A Culinary Odyssey: Raffles Hotel Le Royal Phnom Penh's Revitalized Traditional Modern Khmer Cuisine at Restaurant Le Royal

Embarking on a culinary journey at Raffles Hotel Le Royal's renowned Restaurant Le Royal, guests find themselves immersed in an exquisite fusion of traditional Khmer cuisine and contemporary innovation. Following a meticulous refurbishment, this over 90-year-old establishment exudes sophistication, seamlessly blending authentic Khmer flavors with modern elegance.

Image by Raffles Hotel Le Royal Phnom Penh

The restaurant's refined interior, adorned with exquisite original artwork against pristine white walls, sets the stage for an evening of culinary delights. Overlooking a lush courtyard through arched windows, patrons are treated to a setting that perfectly complements the rich tapestry of flavors awaiting them.

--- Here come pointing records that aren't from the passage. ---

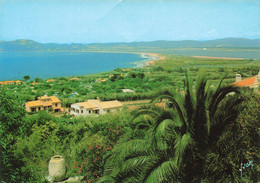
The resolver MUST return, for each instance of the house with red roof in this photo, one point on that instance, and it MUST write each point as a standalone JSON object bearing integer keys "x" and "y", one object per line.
{"x": 252, "y": 82}
{"x": 44, "y": 103}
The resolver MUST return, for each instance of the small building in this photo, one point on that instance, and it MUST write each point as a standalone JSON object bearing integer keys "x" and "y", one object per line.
{"x": 128, "y": 91}
{"x": 252, "y": 82}
{"x": 95, "y": 107}
{"x": 50, "y": 80}
{"x": 74, "y": 78}
{"x": 44, "y": 103}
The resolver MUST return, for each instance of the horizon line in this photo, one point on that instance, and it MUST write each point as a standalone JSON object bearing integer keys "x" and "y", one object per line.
{"x": 133, "y": 41}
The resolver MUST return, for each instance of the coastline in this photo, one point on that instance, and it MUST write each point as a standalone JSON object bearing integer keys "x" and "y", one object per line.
{"x": 152, "y": 58}
{"x": 223, "y": 58}
{"x": 145, "y": 59}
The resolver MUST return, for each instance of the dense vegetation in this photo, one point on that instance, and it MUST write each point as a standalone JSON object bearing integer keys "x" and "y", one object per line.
{"x": 202, "y": 134}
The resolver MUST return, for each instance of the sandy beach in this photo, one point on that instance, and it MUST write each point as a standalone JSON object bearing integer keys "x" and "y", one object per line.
{"x": 224, "y": 58}
{"x": 153, "y": 57}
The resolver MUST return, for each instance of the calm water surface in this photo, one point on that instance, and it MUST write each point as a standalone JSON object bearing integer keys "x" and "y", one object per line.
{"x": 44, "y": 65}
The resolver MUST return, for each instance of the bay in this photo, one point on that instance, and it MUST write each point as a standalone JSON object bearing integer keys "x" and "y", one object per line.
{"x": 13, "y": 66}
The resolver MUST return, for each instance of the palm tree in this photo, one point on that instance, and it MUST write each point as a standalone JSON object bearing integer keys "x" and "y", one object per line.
{"x": 176, "y": 146}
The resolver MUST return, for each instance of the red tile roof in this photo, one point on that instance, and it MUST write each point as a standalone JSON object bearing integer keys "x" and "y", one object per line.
{"x": 245, "y": 82}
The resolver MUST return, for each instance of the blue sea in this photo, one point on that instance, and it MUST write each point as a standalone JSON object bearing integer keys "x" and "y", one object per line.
{"x": 14, "y": 66}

Raffle Hotel Le Royal Phnom Penh

Executive Chef Martin Becquart, a culinary virtuoso, curates a menu that pays homage to Cambodia's culinary heritage while introducing a modern twist. The revamped offerings promise a tantalizing experience that captures the essence of Royal Khmer cuisine.

 Executive Chef Martin Becquart - Image by Raffles Hotel Le Royal Phnom Penh

Among the highlights is the Norway Salmon Salad, a delightful fusion of lemongrass, spicy chili sauce, lemon juice, and fresh herbs, with a unique touch of fish mint, inspired by Plear Trey Salmon Neung Teok Trey Bok. Aptly named for its special fishy taste, this herb adds an unconventional and remarkable element to the dish. While some may find this flavor profile intriguing and visually appealing, others might approach it with varying preferences. The salad, however, succeeds in creating a tantalizing experience for those open to culinary exploration.

Norway Salmon Salad - Plear Trey Salmon Neung Teok Trey Bok

 

The Duck Sour Soup, featuring fresh curry, green sour leaves, and organic vegetables, pays homage to Somlor Machou Kreoung Tea Neung Sleuk Thneng, creating a harmonious blend of flavors in the consommé. 

Duck Sour Soup - Somlor Machou Kreoung Tea Neung Sleuk Thneng

The Stir-Fried Takeo Lobster, a contemporary take on Chean Bangkorng Jeamouy Trop Doth Neung Sleuk Mrasprov, impresses with its combination of Mekong lobster, grilled eggplant, minced chicken, hot basil, and baby green mustard.

Stir-Fried Takeo Lobster - Chean Bangkorng Jeamouy Trop Doth Neung Sleuk Mrasprov

However, the Pork Belly Stew, or known as Khor Sach Chrouk Bey Choin Neungporng Krouch, leans towards a sweetness that might not suit everyone's palate, as this dish introduces a distinctive caramel toffee-ish note courtesy of Cambodia’s famous local palm sugar. Executive Chef Martin Becquart said, “Restaurant Le Royal offers an extraordinary dining experience with Royal Khmer recipes passed down by decree from the royal palace. It's an authentic, distinctive, and truly memorable place.”

Pork Belly Stew - Khor Sach Chrouk Bey Choin Neungporng Krouch

No less captivating is the Pear Cream Brulée, a sweet and satisfying conclusion to the culinary journey. With its crumble and salted palm sugar caramel, inspired by Num Ple Sari Scorprai, this dessert showcases the restaurant's commitment to culinary innovation, bringing a perfect balance of traditional and modern elements.

Pear Cream Brulée

Open for dinner from Tuesday to Sunday, the restaurant provides an enchanting backdrop enhanced by a piano soloist serenading diners with traditional Cambodian classics from the golden era. A regular sabrage ceremony adds a touch of spectacle to the overall dining experience.

Private Dining Room - Restaurant Le Royal

Raffles Hotel Le Royal, dating back to its opening in 1929, stands as a symbol of timeless luxury. Following a meticulous one-year restoration project in 2019, the 175 rooms and suites have been revitalized, preserving the hotel's historic charm while embracing the demands of the modern era.

In conclusion, Restaurant Le Royal at Raffles Le Royal Phnom Penh offers not just a meal but an exploration of Cambodia's culinary history and showcases the restaurant's commitment to culinary innovation and the seamless integration of traditional and modern elements.